Durante il suo concerto agli Aviva Studios di Manchester venerdì, Robbie ha riflettuto sulla faida che hanno avuto dopo aver visto il nuovo documentario Netflix della band (nella foto del 2010)

“Qualcuno ha visto il documentario Take That?”, ha chiesto al pubblico. ‘Devo dire che sono stato un po’ ‘c***’ nel secondo episodio. Non credo che nessuno abbia visto un uomo contrabbandiere come Robbie Williams nel secondo episodio.

«E sai una cosa, mi sono sentito davvero male. Mi sono sentito dannatamente orribile per questo. Sono stata orribile con Gary, orribile con Mark, orribile con Howard e ci ho pensato sinceramente per giorni e giorni e giorni e andavo a letto la sera e pensavo che dovevo scusarmi di nuovo.

“Ma giusto per chiarire, adesso amo dannatamente Gary Barlow. E mi amava.

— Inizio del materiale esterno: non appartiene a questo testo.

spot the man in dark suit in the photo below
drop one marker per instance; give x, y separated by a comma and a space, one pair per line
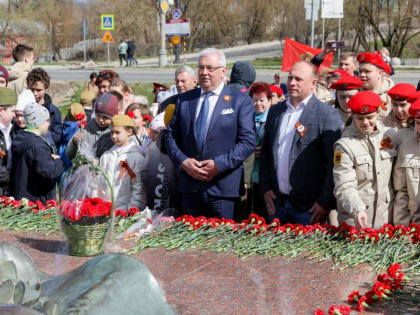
209, 137
297, 152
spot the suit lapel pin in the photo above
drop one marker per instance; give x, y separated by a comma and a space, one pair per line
300, 128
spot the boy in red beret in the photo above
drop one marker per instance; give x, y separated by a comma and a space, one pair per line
345, 88
399, 118
374, 71
363, 159
406, 175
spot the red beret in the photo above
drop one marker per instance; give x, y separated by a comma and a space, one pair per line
414, 109
347, 82
4, 73
276, 89
401, 91
364, 102
159, 87
375, 59
341, 72
414, 97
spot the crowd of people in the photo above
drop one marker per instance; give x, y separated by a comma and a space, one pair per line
329, 145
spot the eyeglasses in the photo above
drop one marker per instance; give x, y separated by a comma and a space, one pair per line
209, 69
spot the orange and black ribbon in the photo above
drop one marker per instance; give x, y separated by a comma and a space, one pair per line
124, 168
386, 144
301, 129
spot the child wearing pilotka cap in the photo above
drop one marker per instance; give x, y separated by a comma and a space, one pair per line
122, 164
36, 167
96, 139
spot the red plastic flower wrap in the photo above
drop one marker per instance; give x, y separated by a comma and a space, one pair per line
147, 119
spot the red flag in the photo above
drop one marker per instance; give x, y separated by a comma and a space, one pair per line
295, 51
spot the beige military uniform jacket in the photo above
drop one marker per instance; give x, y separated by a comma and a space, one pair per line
407, 181
405, 129
362, 174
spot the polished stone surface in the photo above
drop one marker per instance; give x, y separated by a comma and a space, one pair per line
208, 283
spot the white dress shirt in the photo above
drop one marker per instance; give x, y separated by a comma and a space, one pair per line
286, 134
8, 139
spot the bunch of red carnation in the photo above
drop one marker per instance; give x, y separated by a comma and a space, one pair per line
126, 213
75, 210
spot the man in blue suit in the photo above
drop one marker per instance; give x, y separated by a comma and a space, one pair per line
210, 135
297, 152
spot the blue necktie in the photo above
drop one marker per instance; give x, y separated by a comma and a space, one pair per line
201, 123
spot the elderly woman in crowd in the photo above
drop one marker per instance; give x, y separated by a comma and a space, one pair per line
261, 95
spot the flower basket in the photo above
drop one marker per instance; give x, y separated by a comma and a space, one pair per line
86, 208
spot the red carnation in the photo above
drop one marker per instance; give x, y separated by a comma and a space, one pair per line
147, 118
353, 297
79, 116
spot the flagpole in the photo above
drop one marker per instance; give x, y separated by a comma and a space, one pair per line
312, 23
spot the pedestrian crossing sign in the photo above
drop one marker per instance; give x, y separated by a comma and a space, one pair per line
107, 37
107, 22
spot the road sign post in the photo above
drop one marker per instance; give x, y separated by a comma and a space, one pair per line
162, 52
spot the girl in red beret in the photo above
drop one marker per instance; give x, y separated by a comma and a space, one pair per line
407, 173
374, 71
399, 118
363, 160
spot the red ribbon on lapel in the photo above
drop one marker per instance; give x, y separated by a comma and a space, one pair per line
301, 129
125, 167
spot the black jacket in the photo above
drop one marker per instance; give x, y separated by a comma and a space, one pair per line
56, 125
34, 172
4, 172
242, 76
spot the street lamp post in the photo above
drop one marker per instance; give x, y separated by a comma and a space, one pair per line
162, 52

Adesso posso scusarmi solo così tante volte.”

Robbie è diventato famoso come parte della formazione originale dei Take That insieme al preferito dai fan Gary, 55, Howard Donald, 57, Jason Orange, 55 e Mark Owen, 54.

Nel documentario in tre parti, Gary parla della sua lotta contro la bulimia, che secondo lui è iniziata dopo lo scioglimento dei Take That nel 1996, e della sua rivalità con Robbie.

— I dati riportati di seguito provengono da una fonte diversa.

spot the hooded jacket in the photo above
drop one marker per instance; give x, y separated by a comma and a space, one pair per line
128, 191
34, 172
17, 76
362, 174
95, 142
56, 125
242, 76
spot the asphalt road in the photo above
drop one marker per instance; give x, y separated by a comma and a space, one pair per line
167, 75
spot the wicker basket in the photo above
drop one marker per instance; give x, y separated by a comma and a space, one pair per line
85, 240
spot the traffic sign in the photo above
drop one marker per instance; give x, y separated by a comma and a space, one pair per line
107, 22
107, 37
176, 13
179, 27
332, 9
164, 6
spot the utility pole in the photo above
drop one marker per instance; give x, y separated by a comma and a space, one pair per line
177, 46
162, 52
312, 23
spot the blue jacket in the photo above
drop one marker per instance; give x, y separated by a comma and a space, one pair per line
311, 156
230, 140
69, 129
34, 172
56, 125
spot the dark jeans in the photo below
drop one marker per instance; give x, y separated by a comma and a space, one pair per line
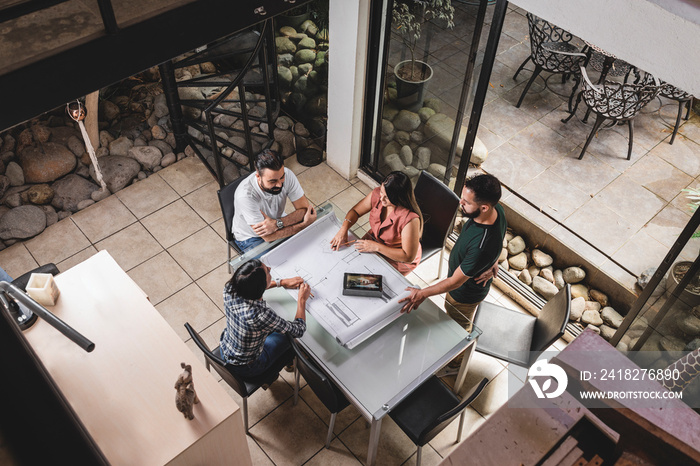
275, 347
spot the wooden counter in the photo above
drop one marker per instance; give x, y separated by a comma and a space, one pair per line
123, 391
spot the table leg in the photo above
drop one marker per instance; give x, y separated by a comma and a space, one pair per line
373, 441
462, 374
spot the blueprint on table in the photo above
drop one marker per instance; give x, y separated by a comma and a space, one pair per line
350, 319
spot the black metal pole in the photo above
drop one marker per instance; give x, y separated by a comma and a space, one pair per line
167, 76
482, 87
473, 52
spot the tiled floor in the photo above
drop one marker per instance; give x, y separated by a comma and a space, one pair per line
167, 233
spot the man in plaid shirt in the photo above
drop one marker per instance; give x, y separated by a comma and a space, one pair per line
254, 339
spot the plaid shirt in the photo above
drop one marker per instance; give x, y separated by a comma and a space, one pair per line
248, 323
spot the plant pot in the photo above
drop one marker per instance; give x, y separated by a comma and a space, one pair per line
410, 94
691, 294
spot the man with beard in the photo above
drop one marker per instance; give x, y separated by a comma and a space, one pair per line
474, 258
260, 200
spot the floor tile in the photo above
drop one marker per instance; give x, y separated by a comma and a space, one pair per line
173, 223
659, 176
131, 246
101, 220
290, 425
160, 277
631, 201
188, 305
186, 176
337, 455
58, 242
205, 202
213, 284
394, 446
513, 168
200, 253
17, 260
77, 258
147, 196
554, 195
321, 182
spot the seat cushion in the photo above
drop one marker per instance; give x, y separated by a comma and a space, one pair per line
507, 334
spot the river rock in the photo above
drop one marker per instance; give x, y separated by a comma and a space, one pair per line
607, 332
120, 146
541, 259
22, 222
546, 273
599, 296
14, 174
573, 274
516, 245
117, 171
46, 163
544, 288
518, 261
558, 279
406, 155
406, 121
591, 317
579, 290
148, 156
611, 317
525, 277
70, 190
578, 305
39, 194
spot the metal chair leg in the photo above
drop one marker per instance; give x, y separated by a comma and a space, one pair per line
535, 73
522, 65
331, 424
598, 121
245, 413
630, 124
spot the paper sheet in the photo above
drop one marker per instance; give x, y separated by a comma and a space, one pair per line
349, 319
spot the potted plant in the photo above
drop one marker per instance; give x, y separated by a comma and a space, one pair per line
412, 75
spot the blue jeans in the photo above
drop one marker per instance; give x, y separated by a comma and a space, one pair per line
249, 243
276, 345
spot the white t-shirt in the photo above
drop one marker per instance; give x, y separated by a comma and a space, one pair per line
250, 199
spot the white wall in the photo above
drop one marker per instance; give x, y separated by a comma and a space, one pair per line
637, 31
348, 28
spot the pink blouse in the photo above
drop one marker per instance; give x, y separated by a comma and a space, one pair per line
389, 231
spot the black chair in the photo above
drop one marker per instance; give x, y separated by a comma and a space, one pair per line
326, 391
226, 195
551, 50
21, 281
517, 337
431, 408
439, 206
244, 387
684, 100
617, 101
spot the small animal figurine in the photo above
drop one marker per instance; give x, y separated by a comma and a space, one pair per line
186, 397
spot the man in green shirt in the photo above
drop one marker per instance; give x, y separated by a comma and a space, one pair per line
474, 258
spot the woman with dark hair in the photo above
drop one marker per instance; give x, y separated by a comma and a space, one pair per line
395, 222
254, 335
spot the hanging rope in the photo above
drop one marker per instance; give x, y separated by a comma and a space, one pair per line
77, 112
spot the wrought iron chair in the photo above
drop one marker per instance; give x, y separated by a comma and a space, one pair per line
551, 50
517, 337
617, 101
683, 98
429, 409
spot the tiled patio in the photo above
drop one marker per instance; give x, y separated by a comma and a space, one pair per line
167, 233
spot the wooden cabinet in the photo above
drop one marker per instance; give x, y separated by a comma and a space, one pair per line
123, 391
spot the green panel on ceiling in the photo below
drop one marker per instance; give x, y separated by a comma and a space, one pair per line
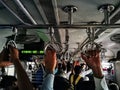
42, 35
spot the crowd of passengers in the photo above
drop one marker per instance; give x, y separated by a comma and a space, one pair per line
61, 75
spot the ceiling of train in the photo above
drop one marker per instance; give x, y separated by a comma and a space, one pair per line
42, 12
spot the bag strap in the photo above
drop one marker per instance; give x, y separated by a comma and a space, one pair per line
76, 81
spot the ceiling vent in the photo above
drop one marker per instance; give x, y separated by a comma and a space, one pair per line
23, 38
115, 38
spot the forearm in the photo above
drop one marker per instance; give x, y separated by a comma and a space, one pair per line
97, 72
48, 82
22, 78
100, 82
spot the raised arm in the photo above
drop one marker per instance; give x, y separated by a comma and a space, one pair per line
93, 61
22, 78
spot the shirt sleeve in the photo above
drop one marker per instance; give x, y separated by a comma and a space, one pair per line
48, 82
100, 84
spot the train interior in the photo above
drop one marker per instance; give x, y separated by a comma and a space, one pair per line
70, 24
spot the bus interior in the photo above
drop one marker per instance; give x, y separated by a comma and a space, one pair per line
32, 24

Nella docuserie vengono riprodotti filmati di Robbie, che cube: “Il mio problema è sempre stato con Gary, volevo schiacciarlo.

“Volevo distruggere il ricordo della band e non l’ho lasciato andare. Anche quando period giù non l’ho lasciato andare.’

Parlando della loro precedente faida alla premiere, Gary ha detto: ‘È una storia a cui non pensavo da anni e anni.

Parlando sul palco, Robbie ha detto che ha passato

Parlando sul palco, Robbie ha detto che ha passato “notti insonni” e che voleva “scusarsi” di nuovo dopo aver visto come si è comportato nei confronti della band.

“Qualcuno ha visto il documentario Take That?”, ha chiesto al pubblico. ‘Devo dire che sono stato un po’ ‘c***’ nel secondo episodio. Non credo che nessuno abbia visto un uomo contrabbandiere come Robbie Williams nel secondo episodio’

Robbie è diventato famoso come parte della formazione originale dei Take That insieme al preferito dai fan Gary, Howard Donald, 57, Jason Orange, 55, e Mark Owen, 54 (nella foto nel 1992)

Robbie è diventato famoso come parte della formazione originale dei Take That insieme al preferito dai fan Gary, Howard Donald, 57, Jason Orange, 55, e Mark Owen, 54 (nella foto nel 1992)

“Quando ci siamo riuniti abbiamo passato molto tempo a parlarne e ricordo che siamo partiti un giorno in particolare e abbiamo discusso di tutto. E ricordo che me ne andai e le mie spalle erano leggere.

«E da allora non ci ho più pensato perché non ne avevo bisogno. E ha riportato tutto indietro. Erano tempi difficili.’

Gary ha continuato: ‘C’erano cose intorno alle persone che non supportavano il suo modo di scrivere canzoni e il suo peso.

«Un giorno lo avevo chiamato Blobby anziché Robbie, cosa che non avrei dovuto fare. Poi l’ho colpito con cose che mi aveva fatto e che non mi piacevano.

“In circa 25 minuti avremmo messo a letto le cose che ci avevano perseguitato per anni.”